YAYINLAMA: 16 Nisan 2020 / 04.25
GÜNCELLEME: 16 Nisan 2020 / 04.25
Dr. İlter Serim

                                                 

            Yalan insanoğluna beyanı öğreten yüce Yaratıcının ağırlıklı olarak sözlerinde ifadelerinde doğruluktan ayrılması, gerçeği belirtmek yerine başka anlam ve algılamaya sebep olabilecek niyet ve kasıtla, bilerek ilgili kişinin gerçeği eksik ya da değiştirerek söylemde bunlunmasıdır.

            Türk Dil Kurumu’nun Türkçe sölüğünde yalan: “aldatmak amacıyla bilerek ve gerçeğe ayrıkı olarak söylenen söz, kıtır” olarak verilmiştir. Sıfat olarak ise: “gerçek olmayan, asılsız, uydurma” diye tanımlanmıştır.

            Yalan kelimesinin bazı dillerde şu gibi karşılıkları vardır: Fr. Faux, mesonge, controuvé; İng. Lie, false, wrong, fabricated; Alm. Lüge, falsch, erlogen; İsp. Mentira, cubil Ar. Kavl ez zur, zırva; İtal. Mentito (mentire: yalan söylemek) Fars. Düruğ (duruğzen: yalancı).

            Yalan, gerçekten, hakikatten ayrılmak olgularını içermesi yüzünden, toplumda ve bireysel ilişkilerde sosyal ve etik (ahlâki) yönlerden insani ilişkileri bozan, tahrip eden fevkalade tehlikeli söz veya fena etkendir. Son zamanlarda sözle ifade edilen yalan olgusuna ne yazk ki en az bunun kadar hatta yeni yeni genişleyen uygulamalarını gördüğümüz yazılı yalan, hile ve iftiralar ortaya çıkmış olup, yaygınlaşmaktadır.

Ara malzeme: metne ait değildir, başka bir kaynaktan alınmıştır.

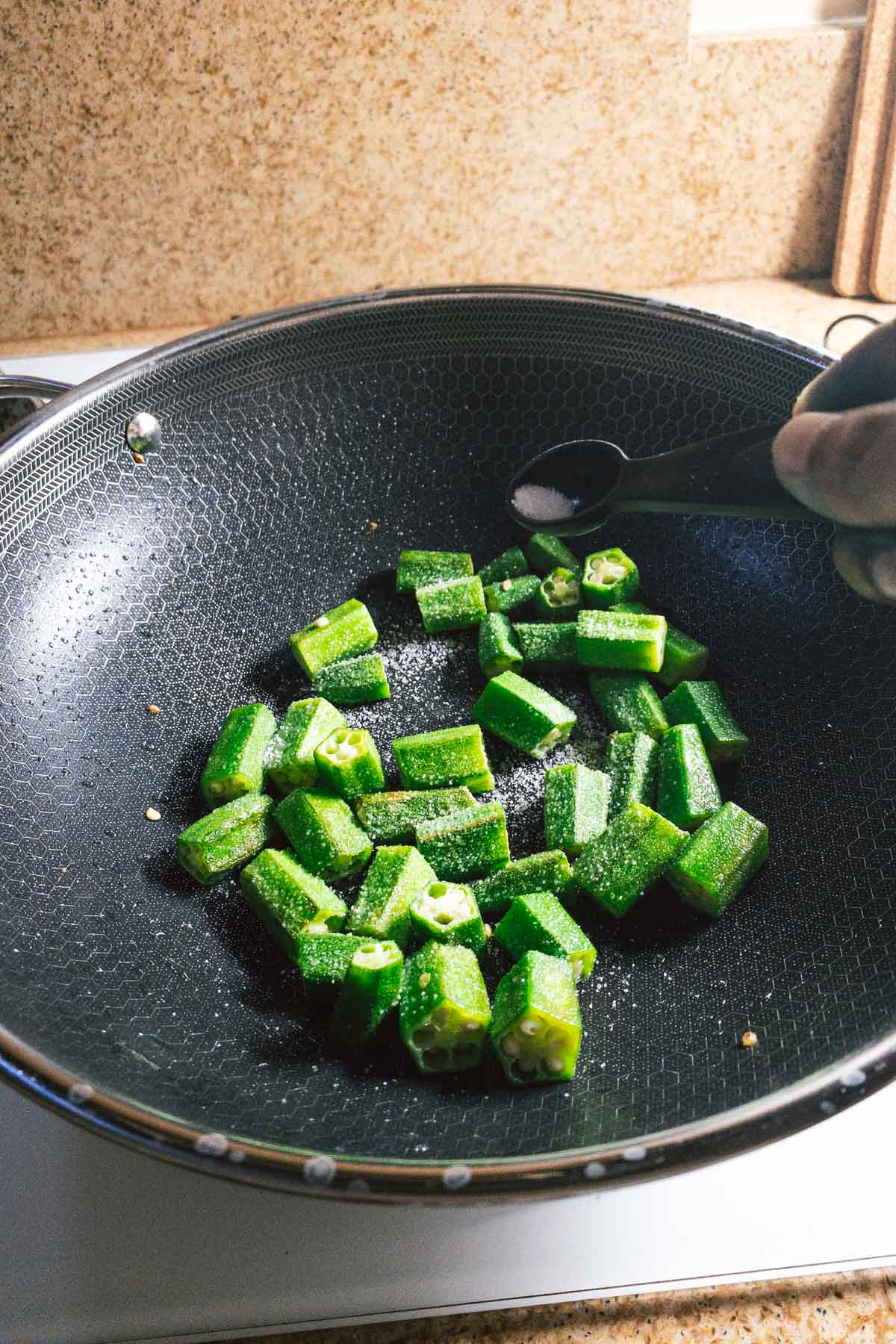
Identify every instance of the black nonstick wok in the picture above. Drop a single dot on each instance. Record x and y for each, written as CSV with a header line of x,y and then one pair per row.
x,y
300,453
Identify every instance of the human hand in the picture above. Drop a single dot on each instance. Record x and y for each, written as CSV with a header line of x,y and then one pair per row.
x,y
839,457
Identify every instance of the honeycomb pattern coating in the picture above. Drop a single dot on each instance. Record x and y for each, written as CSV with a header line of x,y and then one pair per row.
x,y
179,582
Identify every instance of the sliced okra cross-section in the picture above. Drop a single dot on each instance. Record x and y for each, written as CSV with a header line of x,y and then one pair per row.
x,y
444,1008
335,635
324,833
237,759
523,714
230,835
536,1024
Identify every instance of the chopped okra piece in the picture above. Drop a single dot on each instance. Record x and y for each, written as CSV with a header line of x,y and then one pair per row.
x,y
420,569
615,867
393,818
511,593
356,680
704,705
684,659
237,761
394,880
349,764
323,960
467,843
449,913
632,765
324,833
536,1024
454,605
444,757
523,714
444,1008
335,635
721,859
499,650
558,596
367,995
628,702
547,647
508,564
290,752
687,789
538,921
610,577
575,806
287,898
621,640
546,553
547,871
226,838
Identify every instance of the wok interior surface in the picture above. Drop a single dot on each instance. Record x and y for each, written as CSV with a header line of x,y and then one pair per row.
x,y
179,584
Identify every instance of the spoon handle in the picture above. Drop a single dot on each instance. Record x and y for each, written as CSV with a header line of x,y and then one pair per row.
x,y
731,473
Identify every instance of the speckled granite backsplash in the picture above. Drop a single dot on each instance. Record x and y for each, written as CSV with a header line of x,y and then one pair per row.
x,y
181,161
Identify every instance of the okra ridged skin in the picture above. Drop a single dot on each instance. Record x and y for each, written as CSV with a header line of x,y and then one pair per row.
x,y
223,839
444,1008
617,867
237,759
536,1024
721,859
687,789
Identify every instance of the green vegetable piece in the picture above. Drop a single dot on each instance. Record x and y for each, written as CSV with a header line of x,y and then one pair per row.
x,y
421,569
290,753
547,871
547,648
511,593
632,765
499,650
335,635
442,759
323,960
395,878
444,1008
687,789
508,564
558,596
538,921
455,605
721,859
393,818
349,764
367,995
536,1024
226,838
467,843
546,553
628,702
621,640
684,659
575,806
324,833
237,761
354,680
287,900
610,577
523,714
617,867
449,913
704,705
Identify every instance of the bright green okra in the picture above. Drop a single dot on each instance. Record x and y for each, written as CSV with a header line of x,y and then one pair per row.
x,y
536,1024
237,759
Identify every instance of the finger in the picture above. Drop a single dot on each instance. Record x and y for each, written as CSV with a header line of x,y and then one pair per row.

En çok da siyaset alanında tezahür etmekte, oysa ki en güvenilir, sözüne işlerine itimat ve itibar edilmesi gereken kesim, Devleti yöneten ya da yönetmeye aday olan parti ve potansiyel sivil toplum kurumları gurubu olmak durumunda zorundadır.

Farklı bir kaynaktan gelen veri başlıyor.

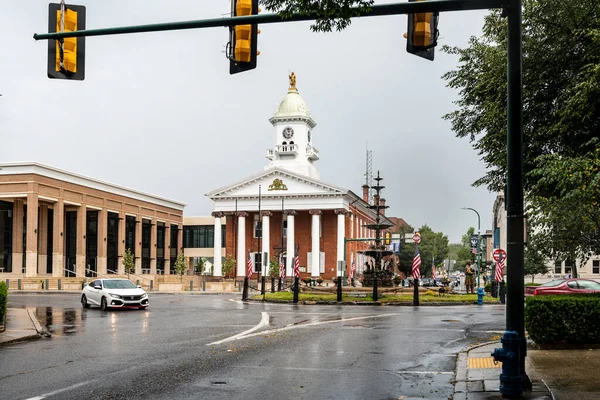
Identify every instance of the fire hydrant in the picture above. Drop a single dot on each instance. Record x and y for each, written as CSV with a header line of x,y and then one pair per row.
x,y
480,294
511,378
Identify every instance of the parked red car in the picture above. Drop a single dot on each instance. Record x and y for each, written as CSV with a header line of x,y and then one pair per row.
x,y
564,286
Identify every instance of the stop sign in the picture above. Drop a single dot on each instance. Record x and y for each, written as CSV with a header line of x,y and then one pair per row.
x,y
417,238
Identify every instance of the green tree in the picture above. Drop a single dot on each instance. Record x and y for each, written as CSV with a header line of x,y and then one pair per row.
x,y
331,14
128,262
229,265
180,265
561,116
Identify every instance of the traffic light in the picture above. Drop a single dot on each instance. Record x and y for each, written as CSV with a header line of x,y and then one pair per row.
x,y
66,57
243,39
388,238
422,34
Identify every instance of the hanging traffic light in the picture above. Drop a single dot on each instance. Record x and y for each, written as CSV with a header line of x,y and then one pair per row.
x,y
242,51
422,34
66,57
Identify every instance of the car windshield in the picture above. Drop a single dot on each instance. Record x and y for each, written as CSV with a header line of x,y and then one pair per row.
x,y
119,284
589,285
553,283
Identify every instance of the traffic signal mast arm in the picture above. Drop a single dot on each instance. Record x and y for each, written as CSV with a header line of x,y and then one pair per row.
x,y
375,10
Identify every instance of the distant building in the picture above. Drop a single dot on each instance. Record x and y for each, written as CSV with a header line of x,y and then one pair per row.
x,y
287,211
556,268
56,223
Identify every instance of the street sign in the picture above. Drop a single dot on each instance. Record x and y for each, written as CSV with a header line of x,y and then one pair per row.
x,y
417,238
474,241
499,255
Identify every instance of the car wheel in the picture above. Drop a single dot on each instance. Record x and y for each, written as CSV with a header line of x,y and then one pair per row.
x,y
84,302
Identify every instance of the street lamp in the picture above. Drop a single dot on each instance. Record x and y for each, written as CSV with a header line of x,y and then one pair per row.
x,y
478,241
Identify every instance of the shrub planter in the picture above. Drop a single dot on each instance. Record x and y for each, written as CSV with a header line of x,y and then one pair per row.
x,y
566,319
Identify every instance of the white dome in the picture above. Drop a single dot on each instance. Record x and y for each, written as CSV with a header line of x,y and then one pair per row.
x,y
292,105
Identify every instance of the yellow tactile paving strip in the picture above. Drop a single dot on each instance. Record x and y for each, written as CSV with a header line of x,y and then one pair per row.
x,y
485,362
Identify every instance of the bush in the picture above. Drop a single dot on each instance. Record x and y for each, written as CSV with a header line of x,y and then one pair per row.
x,y
3,301
563,319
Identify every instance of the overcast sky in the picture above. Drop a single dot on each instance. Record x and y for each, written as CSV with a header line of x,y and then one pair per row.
x,y
159,112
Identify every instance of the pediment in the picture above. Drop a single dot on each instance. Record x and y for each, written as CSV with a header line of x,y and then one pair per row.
x,y
276,182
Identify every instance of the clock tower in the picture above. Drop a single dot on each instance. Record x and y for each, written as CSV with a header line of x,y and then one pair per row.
x,y
293,125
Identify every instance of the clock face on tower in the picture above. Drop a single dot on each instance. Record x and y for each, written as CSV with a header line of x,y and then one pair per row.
x,y
288,133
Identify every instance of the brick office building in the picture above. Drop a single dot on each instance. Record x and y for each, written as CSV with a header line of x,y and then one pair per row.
x,y
286,210
81,226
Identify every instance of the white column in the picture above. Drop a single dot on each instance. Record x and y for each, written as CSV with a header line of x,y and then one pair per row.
x,y
242,256
315,249
290,251
266,244
218,246
340,237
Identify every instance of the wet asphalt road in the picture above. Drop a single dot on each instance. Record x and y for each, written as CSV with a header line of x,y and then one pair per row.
x,y
307,352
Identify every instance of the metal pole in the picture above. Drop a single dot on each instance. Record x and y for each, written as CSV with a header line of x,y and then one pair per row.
x,y
515,307
375,10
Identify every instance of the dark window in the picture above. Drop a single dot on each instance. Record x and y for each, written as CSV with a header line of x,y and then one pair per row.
x,y
70,242
6,221
91,243
201,236
146,232
130,233
50,232
160,247
112,243
558,267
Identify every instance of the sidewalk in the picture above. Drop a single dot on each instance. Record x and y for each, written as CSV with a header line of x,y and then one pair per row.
x,y
21,324
477,377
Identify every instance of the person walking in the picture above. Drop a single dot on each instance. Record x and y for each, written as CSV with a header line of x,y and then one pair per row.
x,y
469,281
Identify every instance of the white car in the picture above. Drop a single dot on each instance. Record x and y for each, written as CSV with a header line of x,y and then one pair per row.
x,y
114,293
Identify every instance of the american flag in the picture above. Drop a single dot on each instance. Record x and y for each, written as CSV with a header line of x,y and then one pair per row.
x,y
297,267
417,264
499,268
281,269
250,269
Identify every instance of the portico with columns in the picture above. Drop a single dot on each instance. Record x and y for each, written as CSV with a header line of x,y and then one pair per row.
x,y
286,211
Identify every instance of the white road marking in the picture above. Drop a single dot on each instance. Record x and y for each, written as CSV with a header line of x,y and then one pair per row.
x,y
245,335
43,396
263,322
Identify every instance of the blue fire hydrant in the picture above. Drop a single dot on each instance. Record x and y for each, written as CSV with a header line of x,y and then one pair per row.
x,y
511,378
480,295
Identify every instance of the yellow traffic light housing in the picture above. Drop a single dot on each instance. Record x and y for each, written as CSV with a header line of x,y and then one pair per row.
x,y
422,34
243,50
66,57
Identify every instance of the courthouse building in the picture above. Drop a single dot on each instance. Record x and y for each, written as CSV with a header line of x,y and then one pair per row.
x,y
56,223
286,210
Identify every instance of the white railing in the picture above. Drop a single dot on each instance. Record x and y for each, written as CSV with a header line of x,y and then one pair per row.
x,y
287,148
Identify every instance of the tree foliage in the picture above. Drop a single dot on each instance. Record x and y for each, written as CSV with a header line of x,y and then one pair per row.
x,y
561,117
330,14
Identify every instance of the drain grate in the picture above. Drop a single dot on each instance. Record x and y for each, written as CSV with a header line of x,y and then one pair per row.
x,y
483,362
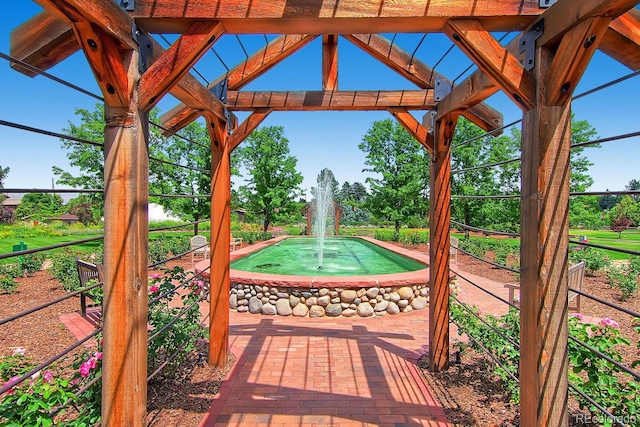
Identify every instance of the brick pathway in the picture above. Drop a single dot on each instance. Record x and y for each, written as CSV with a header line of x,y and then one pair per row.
x,y
324,372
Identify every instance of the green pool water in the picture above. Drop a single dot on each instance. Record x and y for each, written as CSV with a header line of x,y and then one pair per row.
x,y
342,257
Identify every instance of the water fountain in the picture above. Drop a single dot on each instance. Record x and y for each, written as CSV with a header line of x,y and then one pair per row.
x,y
323,209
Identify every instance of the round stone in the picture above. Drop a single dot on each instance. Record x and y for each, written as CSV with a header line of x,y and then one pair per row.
x,y
233,301
316,311
405,292
372,293
300,310
255,306
293,301
365,310
348,295
333,310
419,303
269,309
381,306
283,308
393,308
324,300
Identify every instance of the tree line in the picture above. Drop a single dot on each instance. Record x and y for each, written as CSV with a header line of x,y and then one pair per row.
x,y
483,166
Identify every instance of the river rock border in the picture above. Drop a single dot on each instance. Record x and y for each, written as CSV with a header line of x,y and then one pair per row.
x,y
330,302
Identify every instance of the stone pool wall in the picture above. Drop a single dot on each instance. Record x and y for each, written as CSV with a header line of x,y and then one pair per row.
x,y
331,302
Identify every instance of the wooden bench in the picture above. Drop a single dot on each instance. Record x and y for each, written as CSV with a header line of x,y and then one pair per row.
x,y
86,273
576,277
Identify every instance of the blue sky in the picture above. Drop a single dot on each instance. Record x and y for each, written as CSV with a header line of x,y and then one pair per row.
x,y
317,139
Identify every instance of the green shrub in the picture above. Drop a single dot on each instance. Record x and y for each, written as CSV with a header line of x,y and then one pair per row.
x,y
31,263
595,260
8,284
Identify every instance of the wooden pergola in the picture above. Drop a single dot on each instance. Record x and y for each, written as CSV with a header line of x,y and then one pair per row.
x,y
538,70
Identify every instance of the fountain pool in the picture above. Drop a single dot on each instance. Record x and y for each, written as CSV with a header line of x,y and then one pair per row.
x,y
313,294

            Yalan yüzünden özellikle iftira demetleri biçiminde tertip – tezvirler dolaysiyle insanların aile düzeni, yaşam hürriyetleri ellerinden alınabilmekte, bozulmakta, yıkılmakta, hatta facialar ortaya çıkmakta. Bu şekilde mizansen yalan ve iftiralar, haksızlığa uğrayan kişiler, yakınları ve tüm toplum tarafından kınanmakta ve lânetlenmektedir. Böyle yeni türeme vetireler toplumda geniş moral ve içtimai sorunlara, çökmeye, kopmalara zemin hazırlamakta, neden ya da âmil olmaktadır. Yüce Yaratanımız nezdinde bu suretle ortaya serilen dökülen olayar, haksızlıklara adaletsizliklere sebep teşkil ettiğini, önünü arkasını bildiği cihetle Kur’anda yalan sözden kaçınınız* emrini vermiştir. Rabb’in en yüce isimlerinden biri de Hak’dır. Yani gerçek, doğru, doğrucu, doğrudan şaşmayan kavramlarını içeren sağlam, şaşmaz kavramı ifade eder. Anton Çehov bu konuda: Yalanı doğrulayabilen mantık yoktur demiştir. *(22. Sû./30)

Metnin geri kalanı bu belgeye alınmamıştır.